Catatan jumlah perolehan suara parpol Islam dari pemilu ke pemilu tersebut sepertinya masih meneguhkan apa yang pernah dirumuskan Deliar Noer mengenai realitas relasi Islam dan politik di negeri ini, bahwa Islam adalah mayoritas secara sosiologis, tetapi minoritas secara politik (Syamsuddin Haris, 2011).

Dengan kata lain, meskipun hampir 85 persen jumlah penduduk Indonesia merupakan pemeluk Islam, dalam realitas politik hampir selalu dalam posisi minoritas (Ridho Imawan Hanafi, 2013).

Parpol Islam seakan tidak bertaji berhadapan dengan parpol berbasis nasionalis. Temuan itu pun seakan mengamini apa yang dilontarkan Nurcholish Madjid: Islam Yes, Partai Islam No.

Posisi minoritas semakin diperparah oleh jargon-jargon parpol Islam yang hanya asal tempel. Artinya, parpol Islam tidak kreatif dalam membingkai seruan. Parpol Islam masih terjebak pada religiositas yang pada gilirannya umat malah tidak bersimpati.

Umat menganggap parpol Islam hanya pantai penyitir ayat yang pada gilirannya dipergunakan untuk kepentingan pragmatis.
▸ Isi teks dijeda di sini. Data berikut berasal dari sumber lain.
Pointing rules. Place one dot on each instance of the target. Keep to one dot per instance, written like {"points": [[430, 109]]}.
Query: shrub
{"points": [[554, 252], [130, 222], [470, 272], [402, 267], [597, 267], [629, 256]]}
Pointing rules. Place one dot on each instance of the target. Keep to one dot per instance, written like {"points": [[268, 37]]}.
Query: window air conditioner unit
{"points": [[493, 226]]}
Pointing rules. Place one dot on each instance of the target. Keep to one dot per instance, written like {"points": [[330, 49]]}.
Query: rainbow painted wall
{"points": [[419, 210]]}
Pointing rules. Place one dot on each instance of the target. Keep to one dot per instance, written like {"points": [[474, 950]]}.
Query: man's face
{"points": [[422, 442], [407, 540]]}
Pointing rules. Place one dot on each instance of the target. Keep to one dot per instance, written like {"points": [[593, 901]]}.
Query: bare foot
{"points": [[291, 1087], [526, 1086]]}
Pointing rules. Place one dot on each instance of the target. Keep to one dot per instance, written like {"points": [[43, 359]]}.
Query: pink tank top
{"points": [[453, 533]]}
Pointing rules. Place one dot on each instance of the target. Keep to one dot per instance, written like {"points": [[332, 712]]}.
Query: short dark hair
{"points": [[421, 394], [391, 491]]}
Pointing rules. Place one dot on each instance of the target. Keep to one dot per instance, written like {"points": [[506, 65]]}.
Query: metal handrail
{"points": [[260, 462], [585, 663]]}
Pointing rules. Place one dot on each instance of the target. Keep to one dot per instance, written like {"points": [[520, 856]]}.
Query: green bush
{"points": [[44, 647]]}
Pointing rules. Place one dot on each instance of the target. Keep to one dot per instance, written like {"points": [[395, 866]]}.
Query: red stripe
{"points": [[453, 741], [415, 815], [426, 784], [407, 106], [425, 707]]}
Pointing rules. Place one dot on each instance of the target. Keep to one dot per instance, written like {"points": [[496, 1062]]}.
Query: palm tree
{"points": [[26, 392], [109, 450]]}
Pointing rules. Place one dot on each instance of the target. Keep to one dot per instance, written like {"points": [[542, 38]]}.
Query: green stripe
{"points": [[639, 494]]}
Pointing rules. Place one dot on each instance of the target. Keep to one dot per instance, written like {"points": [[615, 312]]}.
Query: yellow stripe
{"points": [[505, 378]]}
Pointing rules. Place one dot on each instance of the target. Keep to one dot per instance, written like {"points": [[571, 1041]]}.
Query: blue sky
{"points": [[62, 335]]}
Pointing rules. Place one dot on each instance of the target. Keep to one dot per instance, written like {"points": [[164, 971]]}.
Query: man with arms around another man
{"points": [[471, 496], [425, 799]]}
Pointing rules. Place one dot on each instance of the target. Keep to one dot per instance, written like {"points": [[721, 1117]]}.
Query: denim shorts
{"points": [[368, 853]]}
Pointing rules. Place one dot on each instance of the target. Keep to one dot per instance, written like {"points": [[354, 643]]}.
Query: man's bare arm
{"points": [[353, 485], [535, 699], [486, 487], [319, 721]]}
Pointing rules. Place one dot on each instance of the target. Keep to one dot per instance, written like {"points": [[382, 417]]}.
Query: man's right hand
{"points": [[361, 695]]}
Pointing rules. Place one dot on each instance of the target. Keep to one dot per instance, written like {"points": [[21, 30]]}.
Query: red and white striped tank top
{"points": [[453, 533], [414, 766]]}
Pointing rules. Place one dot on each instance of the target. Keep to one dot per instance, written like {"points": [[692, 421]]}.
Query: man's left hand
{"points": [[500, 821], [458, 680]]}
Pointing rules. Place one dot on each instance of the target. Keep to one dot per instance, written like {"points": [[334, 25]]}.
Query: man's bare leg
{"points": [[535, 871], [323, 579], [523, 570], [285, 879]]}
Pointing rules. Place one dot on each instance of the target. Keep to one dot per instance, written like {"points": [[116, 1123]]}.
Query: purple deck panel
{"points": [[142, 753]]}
Ironisnya, pragmatisme itu semakin mengerdilkan fungsi kepedulian dan pemanusiaan sebagaimana ayat itu diturunkan.



Skeptisisme

Kecilnya perolehan suara parpol berbasis Islam dalam pandangan Vedi Hadiz (2011) sebagai imbas dari marginalisasi dan ketimpangan kelas yang merupakan akibat kebijakan rezim.

Marginalisasi dan ketimpangan kelas saat ini telah menyeret arus utama umat Islam untuk tidak memilih parpol Islam sebagai penyaluran aspirasi. Bagi mereka, parpol Islam dan bukan parpol Islam sama saja.

Parpol Islam dan bukan parpol Islam sama-sama korup, tidak peduli terhadap rakyat kecil, dan mementingkan kepentingan pribadi legislator yang terpilih. Watak ”asli” legislator itulah yang menimbulkan skeptisisme umat untuk memilih parpol Islam.

Parpol Islam belum mampu tampil beda dan membela realitas kemanusiaan sebagaimana ancangan Islam. Seakan, parpol Islam malah mengerdilkan Islam di kancah politik praktis.

Maka dari itu, jika parpol Islam masih ingin mendapat tempat di hati masyarakat Indonesia sudah selayaknya membuktikan diri. Membuktikan bahwa ia amanah dalam mengembang aspirasi rakyat.

Amanah itu berwujud dalam perilaku keseharian yang jauh dari sifat hedonis dan glamor, sehingga mampu terbebas dari belenggu korupsi. Jika parpol Islam masih saja terbelenggu arus utama korupsi, parpol itu akan semakin ditinggalkan umat.

Umat akan semakin muak dan bosan melihat tingkah laku mereka. Ketika umat sudah demikian, tingkat partisipasi dalam pemilu akan semakin turun dari tahun ke tahun.

Keengganan masyarakat memilih parpol Islam di bilik suara dalam pemilu merupakan senja kala kekalahan umat Islam dalam berpolitik. Islam seakan hanya menjadi alat pendulang suara tanpa pemaknaan.

Nilai-nilai Islam yang mulia pun semakin luntur di tengah ketidakmampuan mengejawantahkan cita-cita besar itu. Pada akhirnya, Pemilu 2014 seakan menjadi ajang pembuktian diri parpol Islam.

Pembuktian apakah mereka mampu bertahan di jagat politik dengan baju agama, atau terbenam bersama cita-cita menyejahterakan rakyat banyak.